Well I'll be honest, I'm not a dog man, atleast not if you view the term as something to describe those great men who made are breed and those who have found themselves equal to them...

I just like bulldogs. I like who they are.

And to get the point.. I have yet to learn what breeder many of the important iconic dogs have come from unless it's the first of their name..  So.. that's my pedigree analysis .. and it's written in crayon  Because by the time I've gone down nearly every leg of that 4 generation ped and beyond the 8th generation on many.. atleast twice.. and written down what I concluded.. I've learned something. I've got a better handle on a whole of APBT history in terms of who came from what outta who put to back to their uncle. Plus.. maybe someone else would like the detailed to version to better help them understand the summary!

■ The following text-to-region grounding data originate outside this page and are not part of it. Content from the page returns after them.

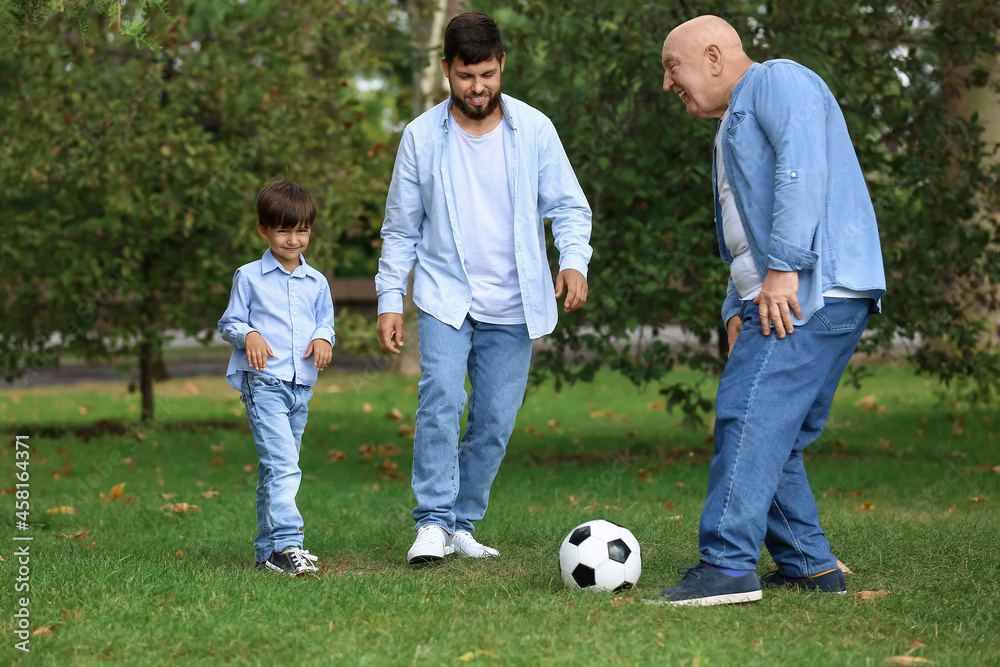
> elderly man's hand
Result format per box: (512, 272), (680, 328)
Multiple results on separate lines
(753, 269), (802, 338)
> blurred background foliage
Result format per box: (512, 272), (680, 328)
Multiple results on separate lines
(1, 0), (998, 421)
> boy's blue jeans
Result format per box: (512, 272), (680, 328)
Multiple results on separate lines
(700, 297), (874, 576)
(411, 310), (534, 534)
(240, 371), (313, 562)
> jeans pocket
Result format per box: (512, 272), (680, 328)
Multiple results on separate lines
(813, 298), (872, 332)
(247, 372), (282, 390)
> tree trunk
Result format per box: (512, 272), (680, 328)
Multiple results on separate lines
(394, 0), (466, 376)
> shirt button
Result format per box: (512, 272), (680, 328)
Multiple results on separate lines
(790, 171), (797, 178)
(465, 299), (470, 303)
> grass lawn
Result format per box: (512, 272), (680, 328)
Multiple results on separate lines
(1, 363), (998, 666)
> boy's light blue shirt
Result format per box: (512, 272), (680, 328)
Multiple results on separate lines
(714, 60), (887, 326)
(219, 250), (335, 390)
(375, 93), (593, 340)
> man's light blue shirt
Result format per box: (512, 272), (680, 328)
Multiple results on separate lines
(219, 250), (335, 390)
(375, 93), (593, 340)
(714, 60), (886, 326)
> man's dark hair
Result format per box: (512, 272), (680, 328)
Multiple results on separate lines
(443, 12), (503, 65)
(256, 181), (317, 230)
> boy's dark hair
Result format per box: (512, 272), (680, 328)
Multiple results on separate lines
(443, 12), (503, 66)
(256, 181), (317, 230)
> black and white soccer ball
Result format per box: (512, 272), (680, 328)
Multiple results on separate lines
(559, 519), (641, 593)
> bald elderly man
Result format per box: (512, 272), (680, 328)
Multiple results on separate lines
(646, 16), (886, 606)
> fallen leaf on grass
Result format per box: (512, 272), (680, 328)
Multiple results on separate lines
(378, 444), (404, 457)
(51, 463), (73, 479)
(837, 559), (854, 575)
(970, 497), (989, 503)
(57, 446), (70, 455)
(211, 456), (223, 467)
(398, 424), (415, 438)
(568, 495), (579, 505)
(387, 408), (403, 421)
(56, 528), (91, 540)
(160, 503), (200, 514)
(99, 482), (126, 502)
(611, 597), (634, 607)
(638, 468), (658, 482)
(201, 490), (220, 499)
(359, 444), (376, 462)
(243, 464), (256, 473)
(184, 381), (200, 395)
(458, 652), (476, 663)
(327, 384), (342, 393)
(590, 410), (614, 419)
(32, 625), (56, 636)
(328, 450), (348, 462)
(861, 501), (875, 510)
(122, 457), (135, 465)
(362, 403), (373, 413)
(60, 610), (84, 621)
(176, 548), (184, 557)
(79, 406), (88, 415)
(676, 482), (685, 488)
(647, 400), (666, 410)
(952, 420), (963, 436)
(855, 590), (891, 600)
(883, 658), (936, 665)
(159, 493), (177, 500)
(210, 444), (224, 453)
(848, 490), (863, 498)
(662, 500), (675, 511)
(46, 506), (75, 515)
(858, 395), (878, 411)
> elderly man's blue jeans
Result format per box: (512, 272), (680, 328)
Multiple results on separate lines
(700, 297), (874, 577)
(412, 310), (533, 534)
(240, 371), (312, 562)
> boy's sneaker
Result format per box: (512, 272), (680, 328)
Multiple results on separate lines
(263, 547), (319, 576)
(644, 562), (762, 607)
(449, 530), (499, 558)
(407, 525), (450, 564)
(761, 568), (846, 593)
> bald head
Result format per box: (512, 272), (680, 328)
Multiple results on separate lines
(661, 15), (753, 119)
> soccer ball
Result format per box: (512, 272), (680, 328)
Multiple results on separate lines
(559, 519), (641, 593)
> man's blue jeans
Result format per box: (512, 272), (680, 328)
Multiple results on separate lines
(700, 297), (874, 576)
(412, 310), (534, 534)
(240, 371), (313, 562)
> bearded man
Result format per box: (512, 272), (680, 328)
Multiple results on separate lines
(375, 11), (593, 565)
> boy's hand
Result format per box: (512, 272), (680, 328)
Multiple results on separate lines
(305, 339), (333, 371)
(245, 331), (274, 370)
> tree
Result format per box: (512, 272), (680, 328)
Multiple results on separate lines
(0, 0), (409, 419)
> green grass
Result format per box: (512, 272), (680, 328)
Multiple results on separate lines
(1, 365), (998, 666)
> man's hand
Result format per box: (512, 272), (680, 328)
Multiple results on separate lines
(555, 269), (588, 312)
(377, 312), (405, 355)
(245, 331), (274, 370)
(726, 315), (742, 357)
(753, 269), (802, 338)
(305, 339), (333, 371)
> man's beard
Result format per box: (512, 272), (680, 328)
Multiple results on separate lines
(450, 84), (502, 121)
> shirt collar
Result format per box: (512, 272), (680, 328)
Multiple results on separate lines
(260, 249), (307, 277)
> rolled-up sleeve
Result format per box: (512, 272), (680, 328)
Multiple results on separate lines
(754, 64), (827, 272)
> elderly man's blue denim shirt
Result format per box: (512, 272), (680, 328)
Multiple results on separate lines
(375, 94), (593, 339)
(219, 250), (335, 390)
(714, 60), (886, 326)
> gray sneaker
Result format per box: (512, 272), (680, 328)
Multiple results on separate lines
(263, 547), (319, 576)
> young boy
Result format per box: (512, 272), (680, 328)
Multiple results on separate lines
(219, 181), (335, 576)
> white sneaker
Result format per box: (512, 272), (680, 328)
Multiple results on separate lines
(449, 530), (499, 558)
(407, 525), (449, 564)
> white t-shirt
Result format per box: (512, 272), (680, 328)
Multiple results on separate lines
(450, 112), (525, 324)
(715, 111), (870, 302)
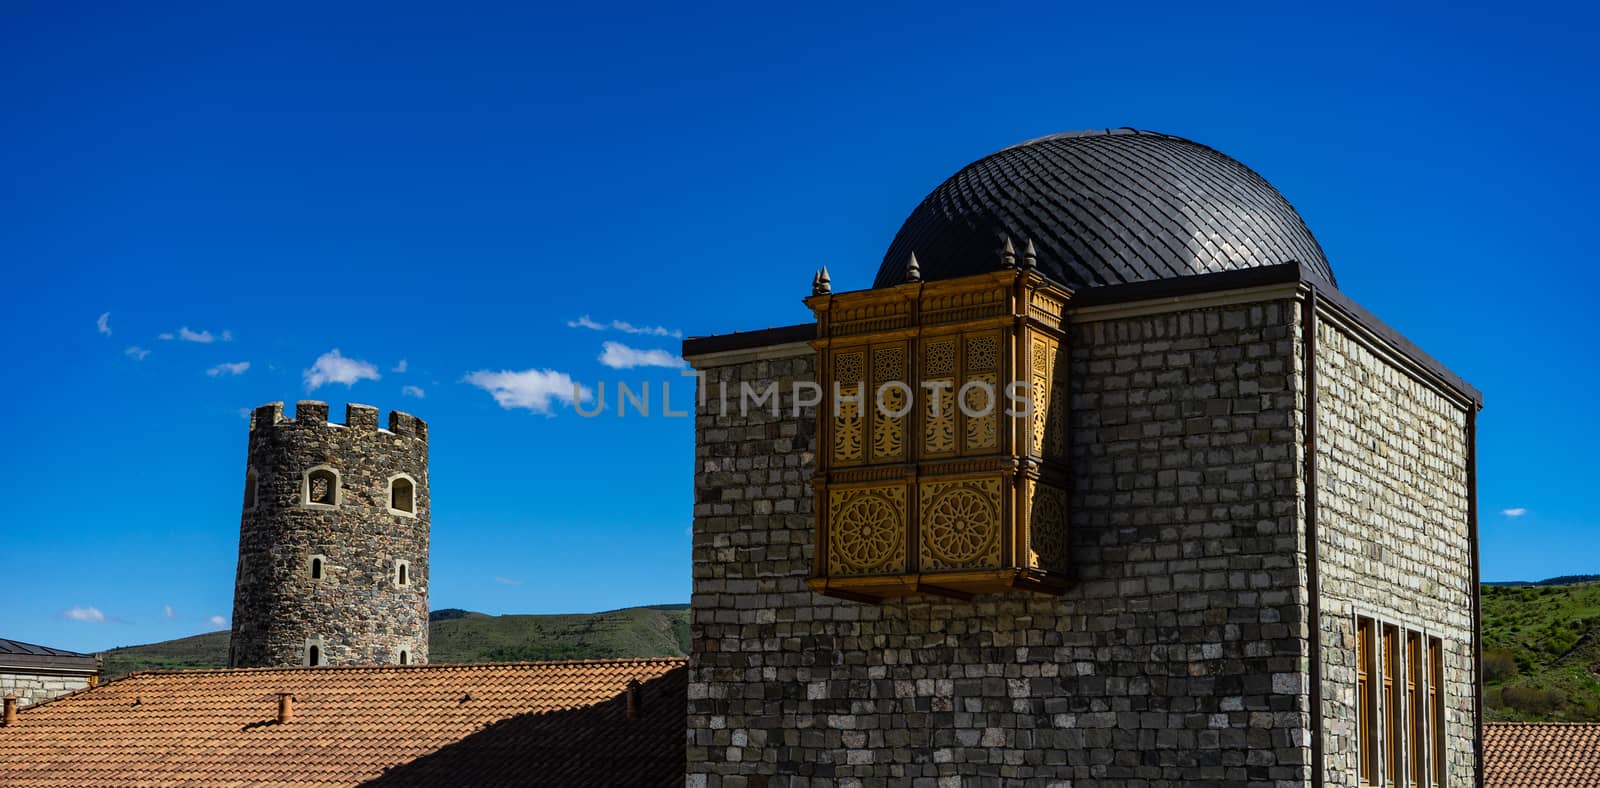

I'm learning.. Got a ways to go, and a lot to forget.. but I'm making progress daily, and that's better than back tracking or none at all.


----------



## Firehazard (Dec 4, 2009)

APASA said:


> Well I'll be honest, I'm not a dog man, atleast not if you view the term as something to describe those great men who made are breed and those who have found themselves equal to them...
> 
> I just like bulldogs. I like who they are.
> 
> ...


were all green to anothers stand point.. No worries, hope you don't think I was doggin ya. More helpin you organize it. When you have so much wildside bred stuff and your country boy bulldog pot luck stuff. Some of the names stick out  I labeled in crayon for ya, you threw out the index 

You'll get several generations of good bulldogs before you lock down on your consistency of what you have worked and picked out. Its the FUN part!! at least to me anyway.


----------



## APASA (Dec 27, 2010)

No FH, I didn't think that at all.. I just didn't want to come off as something I wasn't... And thank you. I've been wondering kind of about how to describe the pup's breeding if I were asked just out of the blue somewhere. I couldn't figure out which ones I should say and why I should say that one, yet leave out another that appears just as much lol.. and then i end up with a mouthful! Although is it ok to leave out the Tant's? It seemed like a large portion of it.. ugh, see... here I go again..


----------



## Firehazard (Dec 4, 2009)

Firehazard said:


> The sire of that ped there.. is
> 
> 3/4 wildside breeding (krazyside per wildside productions) > Jeep Nigerino (primarily)
> 
> ...


Thats seperating the parents.. use a calculator and do the math on the ones that match... I can break it down MORE with time, this was a quick sum it up.. ..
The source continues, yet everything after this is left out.